The CFMEU’s former national secretary, John Maitland, is staying out of the public eye at the moment and has cancelled today’s public auction of a $1.6 million farm near Kempsey on the NSW north coast.
However the former union veteran still has $5-million-worth of property on the market, including a $3 million property in Victoria owned through his family company, Jonca.
Mr Maitland bought the farms after he became a multi-millionaire just four years after retiring as CFMEU head.
That wealth came on the back of an investment of less than $200,000 and a mining licence issued by his friend, the then state mining minister, Ian Macdonald.
It was the same year Mr Maitland became a Member of the Order of Australia, in recognition of his services to international and Australian industrial relations.
Now, the unravelling of the story of the rise from union man to rich mining investor threatens to drag in his former union colleagues.
Doyles Creek licence
The ABC understands a number of mining union officials have been called to give evidence to the ICAC about the Doyles Creek coal exploration licence, and the associated $10 million share price windfall to Mr Maitland.
Just two months after he left the union Mr Maitland began buying shares in a company called Nucoal. A $1 shelf company was also established, which became Doyles Creek Mining.
Among Mr Maitland’s plans was for an operation to train people to work in underground mines.
Some time after his first approach to Mr Macdonald about his training mine, Mr Maitland became a director and later chairman of Doyles Creek Mining.
The training mine idea had been proposed a decade before, when Mr Obeid was minerals minister, and it had been a strong interest of Mr Maitland in his time at the CFMEU.
A plan for a large coal mine to fund it between the town of Jerrys Plains and the Wollemi National Park was rejected between 1999 and 2000 by the state government because the area was environmentally sensitive.
But the licence for a training mine and exploration licence was issued by Mr Macdonald in late 2008, against departmental advice, to Doyles Creek Mining.
Doyles Creek was then taken over by Nucoal and, when the company was publicly floated in 2010, Mr Maitland sold almost $6-million-worth of shares. After that, he began buying up the farms he is now selling.
The veracity of letters of support for the Doyles Creek licence sent to government is likely to be examined by the ICAC.
The apparent authors are Labor politicians including Climate Change Minister Greg Combet, along with a who’s who of union officials and entities associated with the mining union.
When Mr Maitland retired in 2006, the union’s then national president, Tony Maher, lauded “the Maitland effect” on the reputation of the union and the Labor movement.

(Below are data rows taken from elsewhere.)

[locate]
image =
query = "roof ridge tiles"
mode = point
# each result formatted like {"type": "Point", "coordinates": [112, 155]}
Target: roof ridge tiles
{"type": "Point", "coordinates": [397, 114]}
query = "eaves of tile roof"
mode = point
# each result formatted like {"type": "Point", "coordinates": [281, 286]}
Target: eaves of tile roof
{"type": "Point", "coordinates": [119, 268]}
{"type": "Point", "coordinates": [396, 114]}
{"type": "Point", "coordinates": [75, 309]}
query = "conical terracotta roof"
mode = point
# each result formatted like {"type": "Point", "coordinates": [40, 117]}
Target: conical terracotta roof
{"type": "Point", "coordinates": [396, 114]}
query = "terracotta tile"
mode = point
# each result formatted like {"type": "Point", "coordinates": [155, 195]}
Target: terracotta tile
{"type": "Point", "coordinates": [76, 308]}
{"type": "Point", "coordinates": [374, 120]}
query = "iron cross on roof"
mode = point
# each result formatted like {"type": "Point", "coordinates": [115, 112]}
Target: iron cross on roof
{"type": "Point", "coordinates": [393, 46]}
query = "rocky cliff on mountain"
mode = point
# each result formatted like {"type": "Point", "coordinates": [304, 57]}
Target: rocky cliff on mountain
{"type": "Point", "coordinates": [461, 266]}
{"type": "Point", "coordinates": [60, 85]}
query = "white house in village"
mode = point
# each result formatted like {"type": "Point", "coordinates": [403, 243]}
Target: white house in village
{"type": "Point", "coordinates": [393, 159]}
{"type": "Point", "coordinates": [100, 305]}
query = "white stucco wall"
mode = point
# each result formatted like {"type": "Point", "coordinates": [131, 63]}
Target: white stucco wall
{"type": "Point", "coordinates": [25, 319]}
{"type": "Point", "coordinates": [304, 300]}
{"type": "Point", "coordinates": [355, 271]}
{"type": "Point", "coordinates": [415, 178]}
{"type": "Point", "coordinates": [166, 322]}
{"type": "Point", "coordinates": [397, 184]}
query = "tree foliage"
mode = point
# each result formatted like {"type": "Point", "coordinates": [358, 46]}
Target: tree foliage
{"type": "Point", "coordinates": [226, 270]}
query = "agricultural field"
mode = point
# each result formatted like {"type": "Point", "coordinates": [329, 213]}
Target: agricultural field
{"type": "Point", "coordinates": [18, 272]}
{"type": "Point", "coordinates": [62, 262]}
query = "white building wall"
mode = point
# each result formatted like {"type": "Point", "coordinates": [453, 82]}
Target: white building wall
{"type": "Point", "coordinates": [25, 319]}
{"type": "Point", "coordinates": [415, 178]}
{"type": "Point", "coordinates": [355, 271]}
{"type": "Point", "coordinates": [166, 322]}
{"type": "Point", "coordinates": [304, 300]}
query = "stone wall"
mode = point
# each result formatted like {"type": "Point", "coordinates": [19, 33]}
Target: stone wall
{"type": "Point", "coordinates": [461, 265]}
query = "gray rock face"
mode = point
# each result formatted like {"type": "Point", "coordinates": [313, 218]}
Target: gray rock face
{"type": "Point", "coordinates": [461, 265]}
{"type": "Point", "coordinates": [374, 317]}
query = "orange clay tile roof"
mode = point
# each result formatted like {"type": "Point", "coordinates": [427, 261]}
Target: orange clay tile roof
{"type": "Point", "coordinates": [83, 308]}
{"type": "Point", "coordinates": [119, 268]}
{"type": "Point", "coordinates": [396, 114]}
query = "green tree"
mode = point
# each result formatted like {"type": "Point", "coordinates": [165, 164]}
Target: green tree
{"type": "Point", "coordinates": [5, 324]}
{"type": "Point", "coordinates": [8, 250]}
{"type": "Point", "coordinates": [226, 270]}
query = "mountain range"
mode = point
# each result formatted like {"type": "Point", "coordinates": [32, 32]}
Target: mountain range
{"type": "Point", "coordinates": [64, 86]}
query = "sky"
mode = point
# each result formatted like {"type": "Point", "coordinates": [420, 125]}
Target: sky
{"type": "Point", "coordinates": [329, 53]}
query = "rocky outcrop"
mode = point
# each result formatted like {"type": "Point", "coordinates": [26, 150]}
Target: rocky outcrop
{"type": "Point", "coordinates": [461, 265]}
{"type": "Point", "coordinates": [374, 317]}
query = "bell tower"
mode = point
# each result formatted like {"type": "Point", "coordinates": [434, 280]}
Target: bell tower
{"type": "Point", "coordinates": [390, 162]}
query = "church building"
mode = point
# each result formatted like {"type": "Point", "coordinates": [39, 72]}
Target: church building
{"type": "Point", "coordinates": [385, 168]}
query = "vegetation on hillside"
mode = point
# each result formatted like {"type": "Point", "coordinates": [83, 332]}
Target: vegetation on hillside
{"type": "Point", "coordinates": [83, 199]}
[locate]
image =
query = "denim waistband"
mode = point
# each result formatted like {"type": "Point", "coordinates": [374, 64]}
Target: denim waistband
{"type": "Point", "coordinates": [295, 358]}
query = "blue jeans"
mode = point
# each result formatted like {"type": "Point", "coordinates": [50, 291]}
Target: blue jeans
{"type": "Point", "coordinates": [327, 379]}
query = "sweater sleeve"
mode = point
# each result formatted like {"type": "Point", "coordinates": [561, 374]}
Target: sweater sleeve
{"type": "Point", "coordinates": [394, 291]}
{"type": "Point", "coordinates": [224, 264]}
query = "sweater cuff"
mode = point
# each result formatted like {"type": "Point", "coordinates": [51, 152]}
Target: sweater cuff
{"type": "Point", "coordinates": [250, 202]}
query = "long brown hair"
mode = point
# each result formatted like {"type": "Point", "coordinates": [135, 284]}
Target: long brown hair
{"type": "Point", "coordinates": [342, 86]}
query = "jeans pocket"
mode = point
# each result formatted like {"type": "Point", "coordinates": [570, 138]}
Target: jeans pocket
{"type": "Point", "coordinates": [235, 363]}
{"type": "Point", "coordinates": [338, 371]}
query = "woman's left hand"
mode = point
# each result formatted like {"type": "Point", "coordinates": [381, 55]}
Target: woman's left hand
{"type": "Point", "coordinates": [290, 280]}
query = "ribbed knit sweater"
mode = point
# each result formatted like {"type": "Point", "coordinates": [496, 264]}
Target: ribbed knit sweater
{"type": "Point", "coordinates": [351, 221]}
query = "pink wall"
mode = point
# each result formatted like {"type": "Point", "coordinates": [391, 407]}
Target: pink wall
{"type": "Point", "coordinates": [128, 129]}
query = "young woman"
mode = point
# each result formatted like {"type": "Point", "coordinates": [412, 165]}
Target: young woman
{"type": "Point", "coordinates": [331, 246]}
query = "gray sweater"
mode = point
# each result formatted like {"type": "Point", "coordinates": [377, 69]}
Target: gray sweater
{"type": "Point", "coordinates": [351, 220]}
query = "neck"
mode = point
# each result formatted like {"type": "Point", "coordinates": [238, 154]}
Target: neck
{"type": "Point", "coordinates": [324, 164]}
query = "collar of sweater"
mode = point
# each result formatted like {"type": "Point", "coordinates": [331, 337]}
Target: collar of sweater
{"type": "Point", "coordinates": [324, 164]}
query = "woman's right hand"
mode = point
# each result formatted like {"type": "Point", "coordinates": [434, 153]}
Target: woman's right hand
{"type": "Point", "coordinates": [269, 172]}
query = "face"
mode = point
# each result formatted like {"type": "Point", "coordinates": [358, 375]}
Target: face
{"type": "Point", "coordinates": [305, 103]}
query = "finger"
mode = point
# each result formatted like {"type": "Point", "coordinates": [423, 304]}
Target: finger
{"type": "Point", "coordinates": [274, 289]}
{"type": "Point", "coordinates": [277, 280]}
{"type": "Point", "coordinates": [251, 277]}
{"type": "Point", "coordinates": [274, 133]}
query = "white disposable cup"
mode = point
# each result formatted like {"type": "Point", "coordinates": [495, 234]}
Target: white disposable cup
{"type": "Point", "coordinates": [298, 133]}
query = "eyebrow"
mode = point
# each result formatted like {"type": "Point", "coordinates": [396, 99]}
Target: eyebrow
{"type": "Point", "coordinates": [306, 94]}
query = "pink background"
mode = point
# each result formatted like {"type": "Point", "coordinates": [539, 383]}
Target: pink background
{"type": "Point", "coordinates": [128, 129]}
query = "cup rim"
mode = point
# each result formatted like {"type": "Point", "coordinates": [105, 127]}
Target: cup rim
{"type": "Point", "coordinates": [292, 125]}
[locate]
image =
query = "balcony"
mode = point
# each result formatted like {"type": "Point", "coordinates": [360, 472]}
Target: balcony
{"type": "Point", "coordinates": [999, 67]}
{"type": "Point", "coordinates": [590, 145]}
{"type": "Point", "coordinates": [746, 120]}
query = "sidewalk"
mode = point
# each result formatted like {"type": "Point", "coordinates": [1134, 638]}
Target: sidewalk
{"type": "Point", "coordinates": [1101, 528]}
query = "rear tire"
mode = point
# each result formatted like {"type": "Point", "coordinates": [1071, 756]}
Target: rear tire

“Wherever he goes he is hailed as a long-lost brother and treated as a king. And rightly so,” he said at a farewell in 2006.
Now Mr Maitland’s name cannot be found on the CFMEU website. According to sources in the union, the reaction he now prompts is shock and disappointment as the union nervously awaits the latest ICAC revelations.
A union spokesperson said officials are unable to comment based on legal advice.